Eskişehir Orman Fidanlığı içerisinde kurulan sera ve bahçelerde, her yıl milyonlarca farklı türden bitki üretilerek yerli ve yabancı üreticilere sunuluyor. Eskişehir Osmangazi Üniversitesi ve Orman Fidanlığı işbirliğiyle hammadde ve üretim çalışmaları amacıyla ekilen şifalı ve aromatik bitkiler, çevredeki bal üretimini doğrudan etkiliyor. Yapılan araştırmalar sonucunda arıların çiçeklenme süresinin kısaldığı anlaşılırken, bal üretiminin ve kalitesinin de iki katına çıktığı görülüyor. Bu kapsamda çalışmalarını sürdüren yetkililer, şifalı ve aromatik bitkileri Bal Ormanları’nda belirlenen alanlara ekerek ülke genelindeki bal üretimini artırmayı hedefliyor. Ayrıca bitkilerin içerisinde bulunan şifalı maddelerin arılar sayesinde bala geçirilmesiyle, tüketicilerin sağlık ve şifa yönlerini kolaylaştırmayı amaçlanıyor.

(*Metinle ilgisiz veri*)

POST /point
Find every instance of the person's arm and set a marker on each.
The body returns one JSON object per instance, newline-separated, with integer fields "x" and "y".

“Biz ilk çalışmaya başlarken arıcılık aklımıza gelmemişti”
Aynı kovan sayısıyla bal üretiminin iki katına çıkarılabileceğini söyleyen Eskişehir Osmangazi Üniversitesi Ziraat Fakültesi Öğretim Üyesi Doç. Dr. Duran Katar, “Tıbbi ve aromatik bitkiler birçok sektör için hammadde üretiyor ama arıcılık ve bal üretimine yönelik olarak da çok önemli bir yere sahip. Arıcılığın bütün dünyada olduğu gibi Türkiye’de de en büyük sorunu, çiçeklenme sürelerinin kısa olması ve arıların olduğu bölgede çok az çeşitte çiçek bulabilmesidir. Tıbbi aromatik bitkiler bu konuda devreye girdiği zaman süre kısalıyor. Şu anda bu alanda farklı bitkiler çiçek açtığı için arılar açısından çok önemli bir mera alanı oluşturuyor. Biz ilk çalışmaya başlarken arıcılık aklımıza gelmemişti. Hem Eskişehir’de hem de Türkiye’nin başka bölgelerinde bu bitkilerin kullanıldığı Bal Ormanları oluşturulacak. Bu bitkilerin içerisindeki değerli ve şifa kaynağı olan etken maddeleri, kendi enzimlerine dahil ederek şifalı ballar haline getirmesi konusunda çok güzel bir gelecek görüyorum. Türkiye’de aynı kovan sayısıyla bal üretimini iki katına çıkartmak, kalite ve fiyat açısından da değerli bal üretme imkanımız var” şeklinde konuştu.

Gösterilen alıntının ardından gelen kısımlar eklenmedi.